Many of the marriage therapists I spoke with expressed a concern that much of the marriage counseling intake was taking place in therapy groups. While that may be fine for some, there is a big difference between “growing” a couple through group therapy and having two individuals that are each trying to solve their own marriage problems. The key is to have both spouses involved in the treatment. In other words, if you are seeking marriage counseling in Gaithersburg MD and you come across a therapist who is only interested in working with you and your spouse, you may want to consider another therapist. Both of you must be engaged.

The next key element of good marriage counseling in Gaithersburg MD is for the family therapist to keep up with all the latest trends in behavioral science, psychology, sociology, neuroscience, etc. If a therapist is truly committed to treating couples and their problems then they need to have their heads in the sand when it comes to new trends. No one wants to be stuck listening to the same old stuff, yet people keep trying to mold our behavior with behavior modification techniques that date back almost a century.

A true professional needs to know how to use the latest information on the subject of marriage and family therapy if they are going to help the couple they are helping. What’s the biggest problem married couples have in the marriage department? What is it that most married women really desire from marriage? If you ask most married women they will tell you that they want to be treated with respect and feel that their partner truly understands them. The best way to get that happens is to learn what the top marriage issues are and then the marriage counselor must use that information and apply it to each and every married couple.
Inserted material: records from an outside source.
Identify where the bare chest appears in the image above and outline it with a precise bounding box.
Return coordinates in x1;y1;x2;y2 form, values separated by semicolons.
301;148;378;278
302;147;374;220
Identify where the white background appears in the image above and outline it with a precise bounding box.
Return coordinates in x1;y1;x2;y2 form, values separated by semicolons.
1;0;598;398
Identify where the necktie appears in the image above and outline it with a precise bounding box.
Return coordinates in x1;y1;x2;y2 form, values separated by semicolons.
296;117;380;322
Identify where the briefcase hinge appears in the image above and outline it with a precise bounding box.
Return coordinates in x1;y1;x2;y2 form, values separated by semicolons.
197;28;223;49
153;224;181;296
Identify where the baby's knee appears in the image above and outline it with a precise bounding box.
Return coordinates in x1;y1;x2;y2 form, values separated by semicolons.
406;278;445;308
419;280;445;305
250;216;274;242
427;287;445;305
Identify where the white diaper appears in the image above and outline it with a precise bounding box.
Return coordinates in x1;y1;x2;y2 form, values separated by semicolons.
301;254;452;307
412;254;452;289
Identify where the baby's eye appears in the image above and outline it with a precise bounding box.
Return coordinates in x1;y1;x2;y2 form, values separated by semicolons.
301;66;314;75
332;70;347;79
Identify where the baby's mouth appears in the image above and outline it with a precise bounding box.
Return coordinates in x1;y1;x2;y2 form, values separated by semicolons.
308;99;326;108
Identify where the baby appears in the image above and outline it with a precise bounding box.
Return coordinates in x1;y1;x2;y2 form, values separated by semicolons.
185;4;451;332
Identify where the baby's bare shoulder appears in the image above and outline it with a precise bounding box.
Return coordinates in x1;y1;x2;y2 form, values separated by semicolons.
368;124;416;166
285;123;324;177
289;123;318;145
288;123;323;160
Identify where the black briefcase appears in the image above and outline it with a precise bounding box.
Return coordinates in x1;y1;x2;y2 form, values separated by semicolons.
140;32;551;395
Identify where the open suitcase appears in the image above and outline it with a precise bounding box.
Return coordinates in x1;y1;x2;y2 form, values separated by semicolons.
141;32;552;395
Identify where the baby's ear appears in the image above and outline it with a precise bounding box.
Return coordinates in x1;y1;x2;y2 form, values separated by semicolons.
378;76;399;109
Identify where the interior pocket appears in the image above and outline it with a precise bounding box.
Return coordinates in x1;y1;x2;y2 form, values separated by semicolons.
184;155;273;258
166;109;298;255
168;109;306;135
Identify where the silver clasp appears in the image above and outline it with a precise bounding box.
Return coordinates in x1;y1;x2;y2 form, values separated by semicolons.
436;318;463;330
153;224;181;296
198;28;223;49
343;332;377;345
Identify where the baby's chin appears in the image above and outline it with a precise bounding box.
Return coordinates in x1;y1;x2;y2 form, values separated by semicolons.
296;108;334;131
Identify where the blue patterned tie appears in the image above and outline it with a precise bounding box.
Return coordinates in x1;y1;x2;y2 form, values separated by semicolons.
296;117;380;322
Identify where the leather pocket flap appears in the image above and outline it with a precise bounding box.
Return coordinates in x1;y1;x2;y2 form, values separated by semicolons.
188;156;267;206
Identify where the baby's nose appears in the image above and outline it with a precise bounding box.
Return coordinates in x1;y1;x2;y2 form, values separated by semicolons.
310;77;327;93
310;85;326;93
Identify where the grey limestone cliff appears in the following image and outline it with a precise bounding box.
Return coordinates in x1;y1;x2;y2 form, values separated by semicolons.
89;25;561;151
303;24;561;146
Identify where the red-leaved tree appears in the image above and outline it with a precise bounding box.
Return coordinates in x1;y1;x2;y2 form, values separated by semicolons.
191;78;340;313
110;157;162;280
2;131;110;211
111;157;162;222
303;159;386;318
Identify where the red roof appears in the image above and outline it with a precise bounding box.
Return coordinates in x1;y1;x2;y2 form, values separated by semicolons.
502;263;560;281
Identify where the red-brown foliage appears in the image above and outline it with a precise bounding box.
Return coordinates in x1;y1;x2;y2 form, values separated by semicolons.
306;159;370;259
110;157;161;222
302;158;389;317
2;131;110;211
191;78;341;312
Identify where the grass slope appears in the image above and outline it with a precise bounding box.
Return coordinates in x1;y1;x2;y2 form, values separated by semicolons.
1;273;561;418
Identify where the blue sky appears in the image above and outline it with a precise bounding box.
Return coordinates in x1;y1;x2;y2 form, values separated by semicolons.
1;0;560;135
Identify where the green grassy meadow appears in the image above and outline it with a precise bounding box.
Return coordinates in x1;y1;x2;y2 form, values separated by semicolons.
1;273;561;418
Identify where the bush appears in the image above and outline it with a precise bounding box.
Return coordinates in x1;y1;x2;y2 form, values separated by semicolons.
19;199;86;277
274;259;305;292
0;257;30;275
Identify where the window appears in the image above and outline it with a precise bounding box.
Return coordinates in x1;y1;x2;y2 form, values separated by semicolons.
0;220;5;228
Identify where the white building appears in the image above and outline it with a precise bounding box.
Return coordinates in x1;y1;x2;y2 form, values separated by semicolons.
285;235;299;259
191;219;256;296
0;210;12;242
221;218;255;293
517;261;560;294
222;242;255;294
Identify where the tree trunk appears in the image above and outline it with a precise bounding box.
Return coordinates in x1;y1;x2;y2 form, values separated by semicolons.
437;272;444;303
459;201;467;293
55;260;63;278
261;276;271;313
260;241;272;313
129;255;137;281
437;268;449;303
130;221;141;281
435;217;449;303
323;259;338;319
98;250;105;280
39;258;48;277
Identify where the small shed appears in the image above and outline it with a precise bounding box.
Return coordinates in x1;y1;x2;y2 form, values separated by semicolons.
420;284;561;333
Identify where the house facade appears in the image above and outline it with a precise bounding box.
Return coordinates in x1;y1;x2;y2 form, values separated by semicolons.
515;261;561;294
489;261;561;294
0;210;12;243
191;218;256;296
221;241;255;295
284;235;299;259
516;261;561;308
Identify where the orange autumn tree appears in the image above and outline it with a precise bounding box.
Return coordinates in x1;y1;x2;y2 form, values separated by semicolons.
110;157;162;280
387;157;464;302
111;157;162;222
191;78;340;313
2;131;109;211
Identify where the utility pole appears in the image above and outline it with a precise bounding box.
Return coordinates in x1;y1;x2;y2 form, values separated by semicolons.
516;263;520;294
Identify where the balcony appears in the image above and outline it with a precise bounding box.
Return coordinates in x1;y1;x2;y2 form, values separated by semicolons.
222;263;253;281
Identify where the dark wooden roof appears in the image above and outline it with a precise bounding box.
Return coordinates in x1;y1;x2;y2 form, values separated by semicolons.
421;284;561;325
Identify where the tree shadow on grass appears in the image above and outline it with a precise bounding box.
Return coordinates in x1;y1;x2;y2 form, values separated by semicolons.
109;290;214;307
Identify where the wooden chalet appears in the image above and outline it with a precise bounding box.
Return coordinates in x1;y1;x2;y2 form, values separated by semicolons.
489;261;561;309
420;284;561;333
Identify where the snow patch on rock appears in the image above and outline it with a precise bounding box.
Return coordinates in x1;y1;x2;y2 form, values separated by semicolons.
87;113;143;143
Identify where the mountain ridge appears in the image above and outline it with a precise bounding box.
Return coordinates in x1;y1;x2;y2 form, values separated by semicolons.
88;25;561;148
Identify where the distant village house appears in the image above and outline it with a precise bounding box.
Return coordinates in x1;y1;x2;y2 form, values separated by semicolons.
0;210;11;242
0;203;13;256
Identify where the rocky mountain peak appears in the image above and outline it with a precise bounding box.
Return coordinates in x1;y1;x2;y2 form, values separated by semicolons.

The top issues married women seem to be concerned about are codependency and mutual incompatibility. codependency is where the married woman depends on her man too much and the man refuses to provide anything in return. Mutual incompatibility is where the married woman feels emotionally neglected by her husband and feels that she must make all of the important decisions herself. A good therapist will be able to identify both of these issues and help the couple fix them. By using information from the past and current experts in marriage counseling, a therapist can help fix the problem and get the married woman back to feeling respected again.